個人事業主の方などはテレワークへの移行がスムーズかつ低予算で行うことができますが、中小企業の場合は、テレワークに必要な環境を整えるために大きな予算が必要となってくるケースがほとんどではないかと思います。
そんな中小企業のテレワークの設備投資のために、「中小企業経営強化税制」にテレワーク等のための中小企業の設備投資税制が設立されました。
中小企業経営強化税制とは
中小企業経営強化税制は、中小企業経営強化法の認定を受けた中小企業が、経営力強化計画に基づいて設備を取得した場合に、即時償却または取得価格の7%(資本金3,000万円以下の法人は10%)の税額控除のいずれかを選択することの出来る制度です。
今回、新たに追加されたデジタル化設備の類型を含めて、3つの類型が用意されています。
生産性向上設備
生産性が旧モデルと比べて、年平均1%以上向上することが要件となります。
対象設備は以下のものです。
- 機械装置
- 測定工具及び検査工具
- 器具備品
- 建物附属設備
- ソフトウェア
収益力強化設備
投資収益率が年平均5%以上の投資計画に関わる設備であることが要件となります。
対象設備は以下のものです。
- 機械装置
- 工具
- 器具備品
- 建物附属設備
- ソフトウェア
デジタル化設備
今回新たに追加されたものが、デジタル化設備です。
遠隔操作、可視化、自動制御化のいずれかを可能にする設備であることが要件となります。
対象設備は以下のものです。
- 機械装置
- 工具
- 器具備品
- 建物附属設備
- ソフトウェア
申請の流れ
中小企業経営強化税制のデジタル化設備で申請を行う場合、まずは経営力強化計画の認定を受ける必要があります。
その上で、申請を進めていきます。
申請は、以下の6つの手順からなります。
- 投資計画の策定
- 計画の事前確認
- 経済産業省による確認
- 経営力向上計画の申請
- 設備を取得
- 税制優遇の適用
これらの6つの流れの後に、税制優遇が適用されます。
応募する類型によって、認定要件が異なりますので注意しましょう。デジタル化設備の場合は、遠隔操作、可視化、自動制御化のいずれかを行うために不可欠な投資計画が対象です。
節税効果と利用期限
制度を利用した場合、どの程度の節税効果があるのでしょうか。
中小企業は、導入する設備にかかる金額を即時償却か取得価額の10%を法人税から控除するかのどちらかを選ぶことが出来ます。

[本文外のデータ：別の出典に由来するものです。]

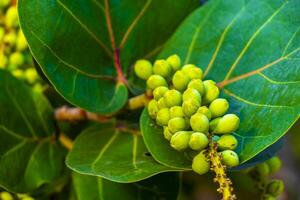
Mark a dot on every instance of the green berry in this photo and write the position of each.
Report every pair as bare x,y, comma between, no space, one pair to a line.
11,17
173,98
143,69
227,124
153,108
199,122
16,59
190,107
275,187
174,61
197,84
162,68
163,117
155,81
159,92
191,93
201,164
230,158
198,141
167,133
180,80
161,103
192,71
176,124
176,111
180,140
274,164
205,111
211,91
218,107
227,142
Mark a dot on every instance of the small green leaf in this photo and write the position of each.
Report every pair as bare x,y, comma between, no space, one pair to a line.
162,186
29,154
113,152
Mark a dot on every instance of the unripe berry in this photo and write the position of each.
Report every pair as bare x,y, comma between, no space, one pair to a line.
155,81
227,142
211,91
16,59
201,164
176,124
218,107
163,117
198,85
174,61
159,92
167,133
227,124
180,80
198,141
190,107
173,98
180,140
274,164
205,111
162,68
230,158
275,187
199,122
153,108
143,69
176,111
192,71
191,93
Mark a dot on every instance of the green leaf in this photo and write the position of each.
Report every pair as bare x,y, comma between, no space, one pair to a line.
29,154
162,186
251,48
72,42
113,152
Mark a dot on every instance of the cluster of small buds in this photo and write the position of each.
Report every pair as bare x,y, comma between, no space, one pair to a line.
189,109
14,54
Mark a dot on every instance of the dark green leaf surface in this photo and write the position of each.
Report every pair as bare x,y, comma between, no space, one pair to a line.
251,48
162,186
71,41
114,153
29,155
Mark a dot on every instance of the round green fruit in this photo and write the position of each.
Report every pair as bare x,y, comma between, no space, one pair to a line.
159,92
163,117
201,164
199,122
174,61
155,81
198,141
180,140
218,107
230,158
143,69
173,98
227,142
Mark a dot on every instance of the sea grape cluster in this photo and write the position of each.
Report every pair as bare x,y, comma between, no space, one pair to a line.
14,54
189,110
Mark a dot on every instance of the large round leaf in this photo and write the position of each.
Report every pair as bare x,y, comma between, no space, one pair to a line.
85,47
29,154
251,48
162,186
114,153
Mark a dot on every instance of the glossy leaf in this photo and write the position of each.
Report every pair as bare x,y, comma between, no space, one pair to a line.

例えば、300万円の設備を導入した場合、「当期の課税対象となる収益から300万円を控除する」または「取得価額の10%にあたる30万円の法人税を控除する」のいずれかを選ぶことになります。
収益状況などによりどちらを選択すると有利になるのかが変わってきますので、慎重に選択を行うようにしましょう。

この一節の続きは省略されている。